Former Attorney General and Democratic Party (DP) leader Justin Muturi has criticised Parliament for passing the Government-Owned Enterprises Act to pave the way for privatisation of state agencies.
He says the Bill that became law late last year, was hastily passed without any meaningful public participation and is now turning to be a threat to Kenya’s sovereignty.
“A state that converts public wealth into corporate assets without national debate is not governing. It is transferring. It is not reforming. It is retreating. It is not building capacity. It is outsourcing sovereignty,” Muturi said.
He says the Act was passed and assented to quietly and gazetted without national debate having been buried beneath by-elections and political noise.
“Yet this single piece of legislation has fundamentally altered the ownership structure of the Kenyan state. Sixty-five public corporations, airports, ports, power utilities, development banks, sugar factories, financial institutions and strategic national assets, have been converted into limited liability companies,” Muturi said.
He said the Act centralises power over appointments, funding flows, governance structures, and oversight in ways that bypass Parliament, weaken public accountability, and blur the line between public interest and executive discretion.

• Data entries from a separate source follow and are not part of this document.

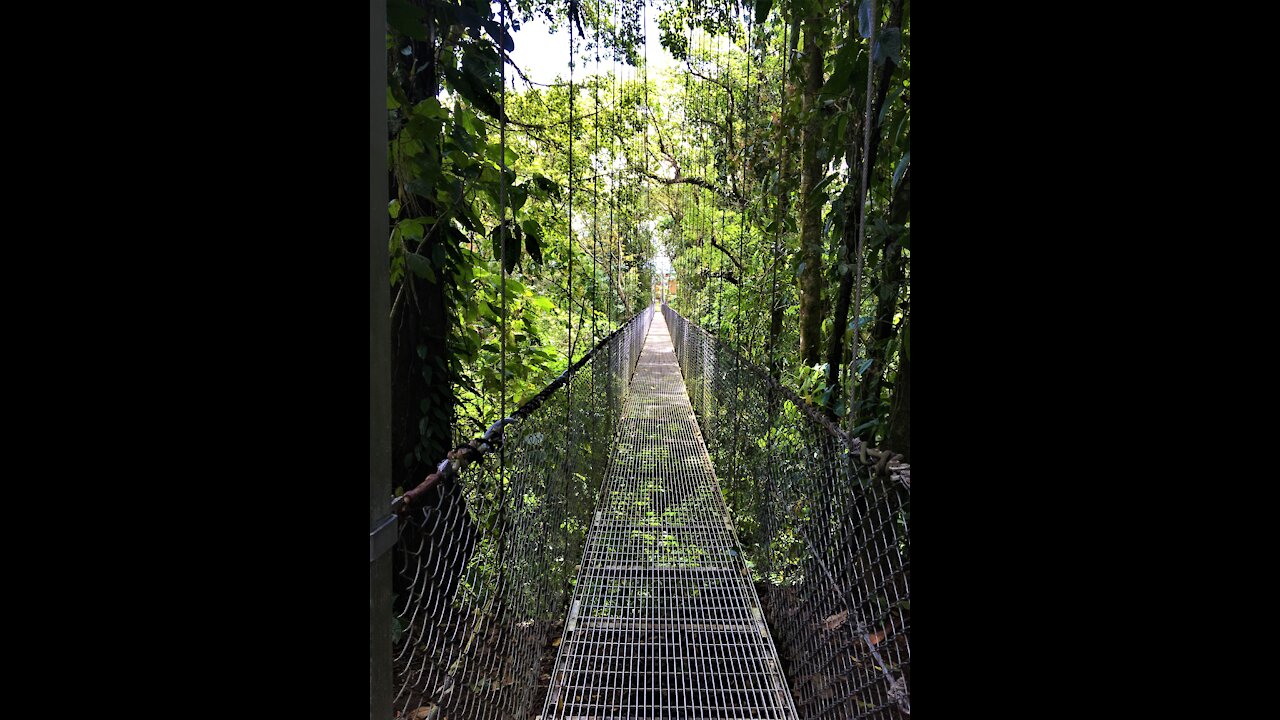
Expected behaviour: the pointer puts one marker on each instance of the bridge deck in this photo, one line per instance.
(664, 621)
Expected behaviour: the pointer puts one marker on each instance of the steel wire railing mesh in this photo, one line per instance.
(824, 533)
(484, 568)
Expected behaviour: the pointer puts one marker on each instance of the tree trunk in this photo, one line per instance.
(900, 408)
(810, 209)
(421, 409)
(886, 304)
(836, 349)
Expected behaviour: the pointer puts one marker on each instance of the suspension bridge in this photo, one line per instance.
(672, 534)
(663, 532)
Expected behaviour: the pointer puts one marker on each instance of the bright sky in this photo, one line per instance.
(544, 55)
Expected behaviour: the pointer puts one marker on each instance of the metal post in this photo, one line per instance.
(379, 370)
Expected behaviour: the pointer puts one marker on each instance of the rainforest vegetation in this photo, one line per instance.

The former AG said philosophically, public assets are not just economic instruments but moral constructs that represent collective sacrifice across generations.
“Kenya’s founding generation understood this instinctively. When our population was under 20 million, with a weaker tax base and limited infrastructure, they built airports, ports, power stations, banks, sugar mills and development corporations. They did not outsource sovereignty. They pooled it. They did not privatise the future. They invested in it,” Muturi said.

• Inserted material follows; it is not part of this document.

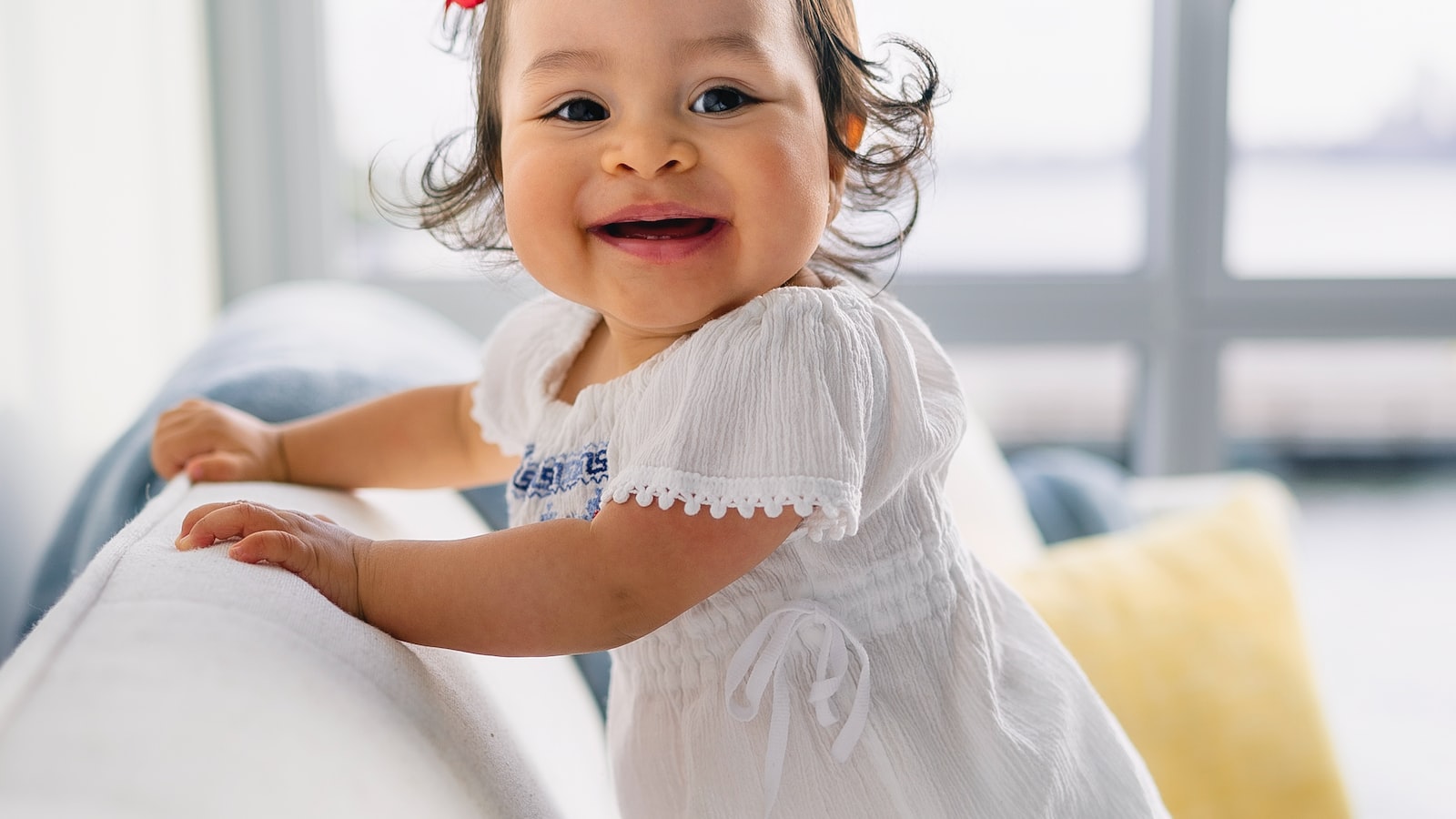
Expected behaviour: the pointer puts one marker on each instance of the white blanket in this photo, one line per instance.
(184, 683)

He said at stake now is not simply the ownership of institutions, but the ownership of the future.
According to Muturi a society that sells its infrastructure before exhausting its collective capacity to build it is not modernising but surrendering.
A nation that turns public goods into corporate goods without citizen consent is not reforming, but is privatising citizenship itself, he said.
“And this is perhaps the deepest wound: the erosion of democratic consent. Kenyans were not consulted on this transformation. There was no national debate. No referendum. No white paper. No public hearings of consequence. No moral persuasion. Only procedural passage. Only gazettement. Only silence,” Muturi said.
The opposition chief who also served as National Assembly Speaker for 10 years said, “History teaches 'us that nations rarely lose their wealth through invasion but they lose it through legislation.”
“Not in war rooms, but in committee rooms. Not through conquest, but through compliance. Not with violence, but with silence. Kenya is at such a moment.”
“The question is not whether this Act is legal. It is whether it is legitimate. Because when public assets become corporate assets, citizenship itself becomes a diminishing shareholding and democracy becomes a spectator sport. That is not reform. That is quiet dispossession. And history will remember who spoke and who did not.”